La musica teatrale di Cavalli procede dal recitativo declamatorio all’aria per graduale Commented [1]: Colorito e sottolineato enfaticamente
espansione; Gli ampi recitativi sono spesso interrotti o conclusi per far risaltare un certo
passo significativo del testo. Quasi tutte le arie sono in ritmo ternario. Lo stile melodico è
prevalentemente sillabico.
Antonio Cesti fu il compositore che più contribuì a dare all’opera la sua forma per lungo
tempo definitiva, nella quale il pezzo chiuso (aria solistica, duetto) diventa l’elemento
fondamentale per la costruzione melodrammatica, fondata sempre più sulla separazione
netta tra recitativo e aria.
Enorme fu la fortuna delle sue opere, in particolare di:
- Orontea (Venezia, 1649)
- Alessandro vincitor di se stesso (Venezia 1651)
- Dori (Innsbruck 1657)
- Tito (Venezia 1666)
Furono questi suoi drammi a inaugurare alcuni teatri di città periferiche o di provincia
(Cremona, Foligno, Macerata, Torino, Viterbo, Pavia, Portomaggiore). La molteplicità delle
rappresentazioni della stessa opera in diversi teatri causò la consuetudine di introdurre una
serie di modifiche ogni volta diverse in adattamenti, manipolazioni testuali e musicali,
sostituzioni di interi brani o singoli passi. Le ragioni di queste modifiche erano
prevalentemente per valorizzare le diverse risorse vocali di diversi interpreti e per adeguarsi
alle tradizioni e ai gusti dei diversi pubblici.

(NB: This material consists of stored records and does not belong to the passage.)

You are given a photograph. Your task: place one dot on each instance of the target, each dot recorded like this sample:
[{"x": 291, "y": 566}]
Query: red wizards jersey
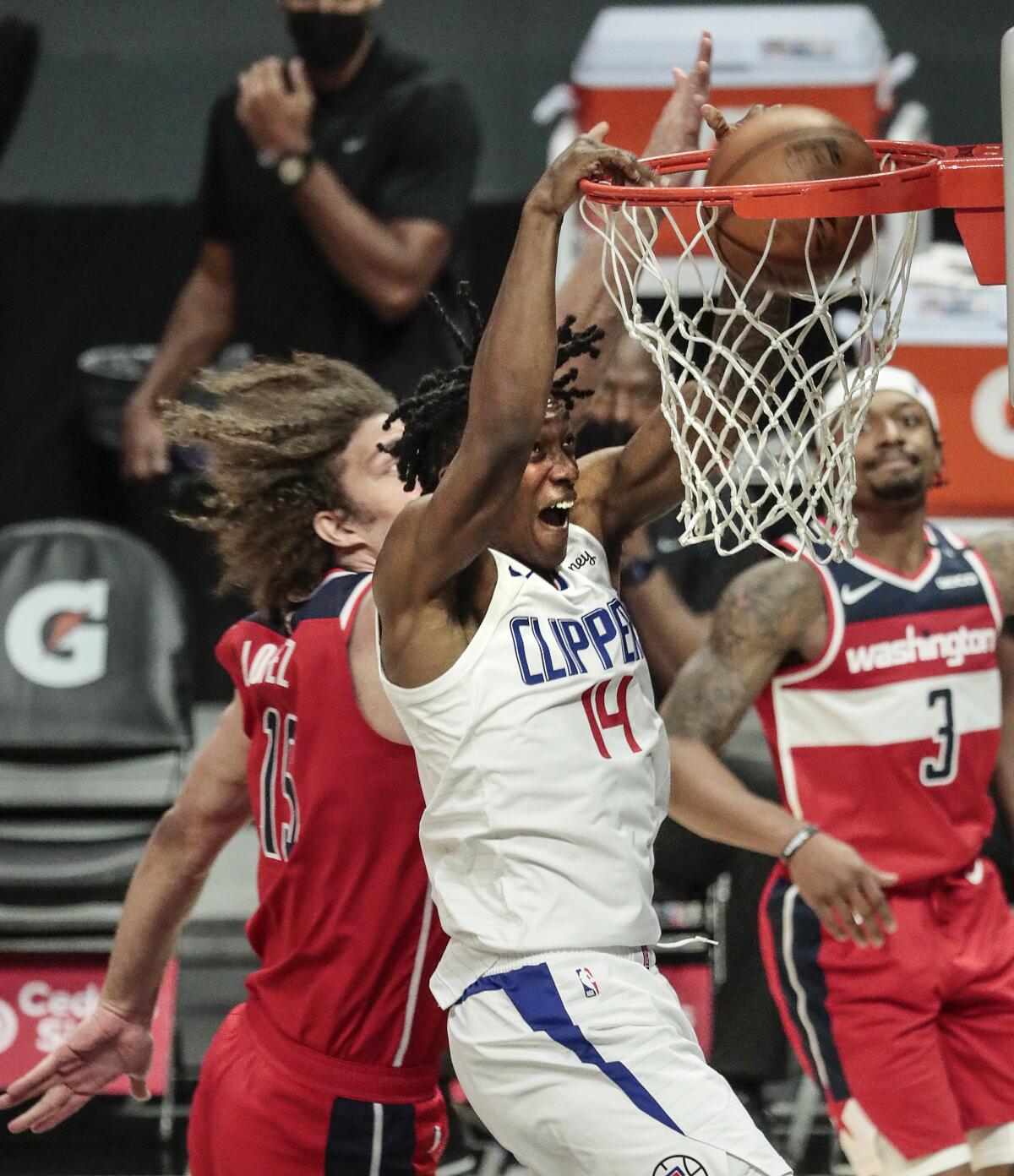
[
  {"x": 888, "y": 738},
  {"x": 346, "y": 930}
]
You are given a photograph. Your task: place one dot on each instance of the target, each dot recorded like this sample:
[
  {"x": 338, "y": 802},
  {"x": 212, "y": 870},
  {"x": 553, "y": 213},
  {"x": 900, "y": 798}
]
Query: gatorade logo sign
[
  {"x": 56, "y": 635},
  {"x": 992, "y": 416}
]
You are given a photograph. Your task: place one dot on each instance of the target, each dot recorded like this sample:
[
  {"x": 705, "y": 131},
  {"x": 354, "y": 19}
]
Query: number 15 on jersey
[{"x": 275, "y": 779}]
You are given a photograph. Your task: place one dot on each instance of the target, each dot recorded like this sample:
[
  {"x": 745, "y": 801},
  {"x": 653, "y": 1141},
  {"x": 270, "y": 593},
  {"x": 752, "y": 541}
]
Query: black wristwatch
[
  {"x": 636, "y": 572},
  {"x": 292, "y": 170}
]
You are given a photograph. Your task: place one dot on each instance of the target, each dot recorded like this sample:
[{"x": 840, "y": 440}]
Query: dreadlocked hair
[
  {"x": 273, "y": 447},
  {"x": 434, "y": 417}
]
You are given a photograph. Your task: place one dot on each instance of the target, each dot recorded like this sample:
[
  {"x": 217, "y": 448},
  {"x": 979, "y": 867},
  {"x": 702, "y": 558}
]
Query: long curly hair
[
  {"x": 434, "y": 417},
  {"x": 273, "y": 447}
]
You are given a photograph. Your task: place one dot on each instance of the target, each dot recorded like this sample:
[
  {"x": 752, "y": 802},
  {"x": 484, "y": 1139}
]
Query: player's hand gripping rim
[
  {"x": 588, "y": 158},
  {"x": 845, "y": 891}
]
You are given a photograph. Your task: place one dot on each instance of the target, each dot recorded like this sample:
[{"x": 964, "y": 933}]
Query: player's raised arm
[
  {"x": 584, "y": 294},
  {"x": 440, "y": 536},
  {"x": 621, "y": 489},
  {"x": 766, "y": 615}
]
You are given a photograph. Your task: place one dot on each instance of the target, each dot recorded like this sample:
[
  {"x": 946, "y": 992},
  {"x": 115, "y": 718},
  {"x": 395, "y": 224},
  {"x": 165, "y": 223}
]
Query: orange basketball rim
[{"x": 968, "y": 179}]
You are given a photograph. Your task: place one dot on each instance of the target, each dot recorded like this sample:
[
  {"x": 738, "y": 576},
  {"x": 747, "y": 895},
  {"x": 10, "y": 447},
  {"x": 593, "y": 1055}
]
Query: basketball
[{"x": 782, "y": 144}]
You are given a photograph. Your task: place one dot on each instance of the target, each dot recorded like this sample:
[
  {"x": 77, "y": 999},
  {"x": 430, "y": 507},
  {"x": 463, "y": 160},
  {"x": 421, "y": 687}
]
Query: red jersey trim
[
  {"x": 351, "y": 608},
  {"x": 836, "y": 623},
  {"x": 341, "y": 1079},
  {"x": 989, "y": 585}
]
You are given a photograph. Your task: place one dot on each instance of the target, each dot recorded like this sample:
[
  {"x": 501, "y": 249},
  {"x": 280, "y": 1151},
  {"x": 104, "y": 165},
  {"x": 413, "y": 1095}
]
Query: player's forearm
[
  {"x": 369, "y": 257},
  {"x": 162, "y": 891},
  {"x": 669, "y": 630},
  {"x": 516, "y": 359},
  {"x": 707, "y": 798},
  {"x": 201, "y": 324}
]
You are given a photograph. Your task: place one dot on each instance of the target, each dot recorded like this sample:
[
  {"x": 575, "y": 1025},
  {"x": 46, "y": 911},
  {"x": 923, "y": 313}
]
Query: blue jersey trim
[
  {"x": 534, "y": 995},
  {"x": 806, "y": 944}
]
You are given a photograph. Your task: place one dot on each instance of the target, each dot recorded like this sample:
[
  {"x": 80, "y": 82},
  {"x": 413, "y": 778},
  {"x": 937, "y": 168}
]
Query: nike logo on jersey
[
  {"x": 853, "y": 596},
  {"x": 588, "y": 981},
  {"x": 959, "y": 580}
]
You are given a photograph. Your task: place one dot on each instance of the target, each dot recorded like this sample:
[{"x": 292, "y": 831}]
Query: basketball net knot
[{"x": 743, "y": 381}]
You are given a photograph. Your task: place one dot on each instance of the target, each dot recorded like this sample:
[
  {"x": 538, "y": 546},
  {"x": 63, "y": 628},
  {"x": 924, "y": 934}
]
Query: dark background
[
  {"x": 96, "y": 233},
  {"x": 119, "y": 107}
]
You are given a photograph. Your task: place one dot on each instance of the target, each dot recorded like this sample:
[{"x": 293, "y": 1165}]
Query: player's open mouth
[{"x": 557, "y": 515}]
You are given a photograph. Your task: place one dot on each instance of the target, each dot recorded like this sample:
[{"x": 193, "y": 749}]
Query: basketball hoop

Quasi tutta la carriera di questo compositore di Arezzo si svolge presso la famiglia Medici.
Da frate francescano maestro di cappella al duomo di Volterra (1645-1649) egli dopo essere
stato introdotto dai Medici a Venezia nel 1651 come compositore e cantante, divenne
maestro del teatro d’opera di corte a Innsbruck (1652) e a Vienna (1666). Morì
quarantaseienne a Firenze, probabilmente avvelenato.
Numerose sono le arie patetiche a ritmo ternario costruite sopra un basso ostinato che a
differenza di Cavalli è raramente presentato in forma cromatica.

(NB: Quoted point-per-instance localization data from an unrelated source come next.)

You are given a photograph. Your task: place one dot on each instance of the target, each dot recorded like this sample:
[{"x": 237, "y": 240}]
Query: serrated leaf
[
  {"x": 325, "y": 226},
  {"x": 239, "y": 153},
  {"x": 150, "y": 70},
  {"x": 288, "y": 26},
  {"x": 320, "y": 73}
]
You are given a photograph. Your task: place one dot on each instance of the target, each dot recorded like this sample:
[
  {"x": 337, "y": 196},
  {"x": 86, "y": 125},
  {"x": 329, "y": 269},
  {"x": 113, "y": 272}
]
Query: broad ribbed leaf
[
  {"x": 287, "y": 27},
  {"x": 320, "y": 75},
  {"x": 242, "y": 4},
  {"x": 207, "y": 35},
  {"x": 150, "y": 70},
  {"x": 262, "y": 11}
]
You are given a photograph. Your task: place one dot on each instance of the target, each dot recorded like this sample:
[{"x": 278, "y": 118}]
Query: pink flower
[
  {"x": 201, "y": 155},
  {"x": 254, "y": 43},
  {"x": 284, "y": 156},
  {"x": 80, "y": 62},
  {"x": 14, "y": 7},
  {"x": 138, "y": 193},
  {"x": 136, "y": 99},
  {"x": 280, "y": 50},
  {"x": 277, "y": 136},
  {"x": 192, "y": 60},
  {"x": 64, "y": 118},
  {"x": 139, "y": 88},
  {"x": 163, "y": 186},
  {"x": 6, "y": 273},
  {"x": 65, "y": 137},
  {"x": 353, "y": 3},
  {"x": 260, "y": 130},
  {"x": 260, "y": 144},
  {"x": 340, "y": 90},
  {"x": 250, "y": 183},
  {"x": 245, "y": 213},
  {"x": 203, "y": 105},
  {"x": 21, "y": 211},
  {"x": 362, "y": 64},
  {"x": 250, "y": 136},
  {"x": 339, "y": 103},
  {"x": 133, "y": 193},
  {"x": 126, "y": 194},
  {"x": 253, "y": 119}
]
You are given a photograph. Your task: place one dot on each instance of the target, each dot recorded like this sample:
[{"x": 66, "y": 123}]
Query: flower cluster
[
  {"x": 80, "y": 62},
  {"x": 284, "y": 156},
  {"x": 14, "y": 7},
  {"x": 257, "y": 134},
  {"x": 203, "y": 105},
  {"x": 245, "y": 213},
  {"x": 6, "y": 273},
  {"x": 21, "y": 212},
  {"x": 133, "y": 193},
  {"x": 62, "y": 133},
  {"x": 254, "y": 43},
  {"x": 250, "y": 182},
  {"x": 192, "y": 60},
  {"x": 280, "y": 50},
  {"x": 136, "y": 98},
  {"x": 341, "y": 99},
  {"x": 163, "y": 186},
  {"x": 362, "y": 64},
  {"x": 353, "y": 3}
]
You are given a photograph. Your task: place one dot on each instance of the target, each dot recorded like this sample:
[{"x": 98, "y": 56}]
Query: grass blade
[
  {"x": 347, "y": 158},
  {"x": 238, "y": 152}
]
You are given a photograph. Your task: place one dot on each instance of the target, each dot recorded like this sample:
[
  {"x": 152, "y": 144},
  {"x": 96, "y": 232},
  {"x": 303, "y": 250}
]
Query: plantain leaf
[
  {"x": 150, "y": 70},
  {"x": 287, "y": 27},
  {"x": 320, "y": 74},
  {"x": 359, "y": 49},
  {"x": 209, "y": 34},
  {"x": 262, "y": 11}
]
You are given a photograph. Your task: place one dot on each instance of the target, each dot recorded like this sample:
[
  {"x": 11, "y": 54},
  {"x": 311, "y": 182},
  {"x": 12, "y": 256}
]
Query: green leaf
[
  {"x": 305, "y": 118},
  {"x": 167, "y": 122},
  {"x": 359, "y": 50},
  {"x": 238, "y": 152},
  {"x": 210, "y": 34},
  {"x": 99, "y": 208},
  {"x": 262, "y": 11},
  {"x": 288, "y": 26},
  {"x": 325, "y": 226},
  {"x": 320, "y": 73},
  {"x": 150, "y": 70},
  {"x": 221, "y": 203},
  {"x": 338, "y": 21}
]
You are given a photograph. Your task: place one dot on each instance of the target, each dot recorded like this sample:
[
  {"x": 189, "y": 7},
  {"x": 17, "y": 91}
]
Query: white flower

Viene pure impiegata la tradizionale organizzazione strofica (a b b). Numerose arie sono
composte nella struttura tripartita col da capo (A B A) con un ritornello strumentale ripetuto
dopo la prima e la seconda parte nonchè alla fine dell’aria.
Preludi e ritornelli strumentali (spesso due violini e basso continuo) delle arie mostrano
spesso una ricchezza e un’ampiezza inconsuete per il suo tempo.

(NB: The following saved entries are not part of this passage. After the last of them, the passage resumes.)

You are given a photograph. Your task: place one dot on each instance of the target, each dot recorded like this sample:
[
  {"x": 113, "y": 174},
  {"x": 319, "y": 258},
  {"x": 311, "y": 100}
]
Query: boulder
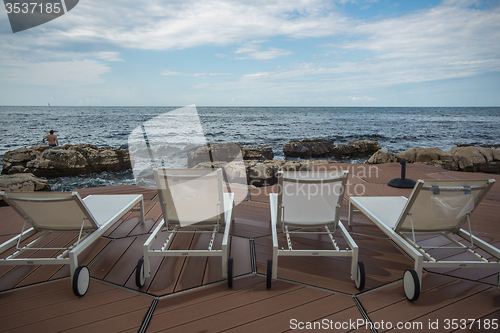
[
  {"x": 260, "y": 153},
  {"x": 257, "y": 173},
  {"x": 67, "y": 160},
  {"x": 424, "y": 155},
  {"x": 308, "y": 148},
  {"x": 477, "y": 159},
  {"x": 218, "y": 152},
  {"x": 317, "y": 148},
  {"x": 460, "y": 158},
  {"x": 22, "y": 182},
  {"x": 356, "y": 148},
  {"x": 382, "y": 156}
]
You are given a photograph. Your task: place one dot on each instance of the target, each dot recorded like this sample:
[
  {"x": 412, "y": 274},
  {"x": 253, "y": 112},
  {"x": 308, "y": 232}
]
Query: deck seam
[
  {"x": 364, "y": 314},
  {"x": 148, "y": 316}
]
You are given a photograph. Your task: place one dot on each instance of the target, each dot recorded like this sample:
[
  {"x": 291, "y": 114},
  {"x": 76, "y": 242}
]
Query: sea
[{"x": 395, "y": 128}]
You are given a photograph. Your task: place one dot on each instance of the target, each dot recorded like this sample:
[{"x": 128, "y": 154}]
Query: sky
[{"x": 257, "y": 53}]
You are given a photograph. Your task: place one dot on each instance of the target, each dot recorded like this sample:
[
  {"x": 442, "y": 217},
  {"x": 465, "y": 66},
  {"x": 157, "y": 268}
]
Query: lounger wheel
[
  {"x": 360, "y": 279},
  {"x": 140, "y": 278},
  {"x": 411, "y": 285},
  {"x": 269, "y": 275},
  {"x": 81, "y": 280},
  {"x": 230, "y": 272}
]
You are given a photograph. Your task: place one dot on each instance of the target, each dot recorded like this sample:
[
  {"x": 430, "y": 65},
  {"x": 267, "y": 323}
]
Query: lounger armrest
[{"x": 273, "y": 203}]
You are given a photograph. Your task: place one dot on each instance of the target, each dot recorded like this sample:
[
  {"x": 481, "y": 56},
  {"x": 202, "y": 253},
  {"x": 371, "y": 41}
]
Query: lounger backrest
[
  {"x": 58, "y": 211},
  {"x": 442, "y": 205},
  {"x": 190, "y": 196},
  {"x": 310, "y": 198}
]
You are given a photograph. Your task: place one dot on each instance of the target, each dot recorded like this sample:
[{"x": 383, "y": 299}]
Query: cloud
[
  {"x": 168, "y": 72},
  {"x": 72, "y": 73},
  {"x": 109, "y": 56},
  {"x": 254, "y": 51},
  {"x": 166, "y": 25},
  {"x": 445, "y": 42}
]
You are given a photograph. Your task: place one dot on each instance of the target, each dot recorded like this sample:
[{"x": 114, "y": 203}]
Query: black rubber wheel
[
  {"x": 269, "y": 275},
  {"x": 81, "y": 281},
  {"x": 230, "y": 272},
  {"x": 360, "y": 281},
  {"x": 140, "y": 279},
  {"x": 411, "y": 285}
]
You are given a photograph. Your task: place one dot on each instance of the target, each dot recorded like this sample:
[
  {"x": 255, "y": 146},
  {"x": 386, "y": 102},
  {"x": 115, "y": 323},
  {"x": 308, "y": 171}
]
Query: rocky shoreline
[
  {"x": 22, "y": 167},
  {"x": 459, "y": 158}
]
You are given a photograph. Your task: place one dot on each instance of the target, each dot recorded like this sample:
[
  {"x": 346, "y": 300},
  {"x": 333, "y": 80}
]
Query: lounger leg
[
  {"x": 351, "y": 212},
  {"x": 141, "y": 206},
  {"x": 275, "y": 263},
  {"x": 419, "y": 265},
  {"x": 147, "y": 268},
  {"x": 73, "y": 264}
]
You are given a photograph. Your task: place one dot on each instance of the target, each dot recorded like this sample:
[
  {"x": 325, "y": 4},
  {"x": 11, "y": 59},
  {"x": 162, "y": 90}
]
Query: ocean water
[{"x": 396, "y": 129}]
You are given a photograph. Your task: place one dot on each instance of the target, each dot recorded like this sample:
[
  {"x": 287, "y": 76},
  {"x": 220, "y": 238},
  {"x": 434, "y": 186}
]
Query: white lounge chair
[
  {"x": 307, "y": 201},
  {"x": 439, "y": 207},
  {"x": 192, "y": 200},
  {"x": 57, "y": 212}
]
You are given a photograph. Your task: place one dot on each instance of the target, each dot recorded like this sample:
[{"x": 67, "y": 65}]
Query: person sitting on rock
[{"x": 51, "y": 138}]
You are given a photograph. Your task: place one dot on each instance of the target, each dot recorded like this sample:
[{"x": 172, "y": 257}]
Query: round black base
[{"x": 402, "y": 183}]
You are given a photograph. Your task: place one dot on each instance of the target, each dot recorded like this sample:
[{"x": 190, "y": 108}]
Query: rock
[
  {"x": 460, "y": 158},
  {"x": 256, "y": 173},
  {"x": 424, "y": 155},
  {"x": 317, "y": 148},
  {"x": 477, "y": 159},
  {"x": 260, "y": 153},
  {"x": 308, "y": 148},
  {"x": 356, "y": 148},
  {"x": 22, "y": 182},
  {"x": 219, "y": 152},
  {"x": 382, "y": 156},
  {"x": 67, "y": 160}
]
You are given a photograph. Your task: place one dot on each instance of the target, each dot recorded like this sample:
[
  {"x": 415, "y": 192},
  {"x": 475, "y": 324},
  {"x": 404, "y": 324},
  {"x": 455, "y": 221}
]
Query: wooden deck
[{"x": 189, "y": 295}]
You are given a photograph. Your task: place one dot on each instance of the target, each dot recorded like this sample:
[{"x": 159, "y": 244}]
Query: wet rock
[
  {"x": 308, "y": 148},
  {"x": 260, "y": 153},
  {"x": 67, "y": 160},
  {"x": 382, "y": 156},
  {"x": 22, "y": 182},
  {"x": 219, "y": 152},
  {"x": 318, "y": 148},
  {"x": 463, "y": 158},
  {"x": 356, "y": 148}
]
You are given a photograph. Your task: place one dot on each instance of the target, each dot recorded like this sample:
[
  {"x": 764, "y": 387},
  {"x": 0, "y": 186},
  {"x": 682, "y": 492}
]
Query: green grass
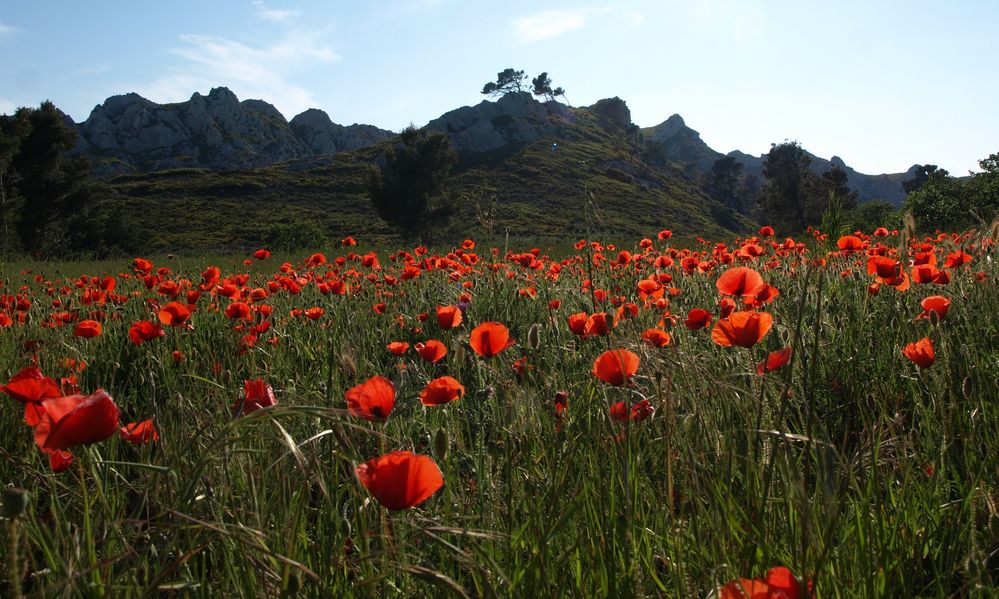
[{"x": 822, "y": 466}]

Frequenti sono i motivi (Tema fondamentale o accessorio di un pezzo musicale ) fra ritornello e
aria. Molte arie hanno in apertura un motivo che, annunciato dalla parte vocale, viene subito
ripreso dagli strumenti o dal solo basso continuo e poi ricantato dalla voce. Questo tipo di
aria (Devisen-aire, aria con motto come viene definita dal musicologo H. Riemann) ebbe
larga diffusione fino ai primi decenni del Settecento e fu adottato anche nelle musiche vocali
e strumentali da molti compositori tedeschi come Bach e Handel.
Passaggi vocalizzati piuttosto estesi ispirati a formule strumentali che prevedono ampi
intervalli melodici e rapidi movimenti di crome e semicrome. I passaggi virtuosistici si
estendono anche alle parti buffe, come raramente era avvenuto in precedenza.
L’aria finisce per diventare l’entità minima significante dell’opera su cui si concentra tutto
l’interesse del compositore e dell’ascoltatore. È sintomatico come in questo momento
comincino a comparire i nomi dei cantanti esecutori nei libretti a stampa, data l’importanza
sempre maggiore che ricevono in questo momento storico.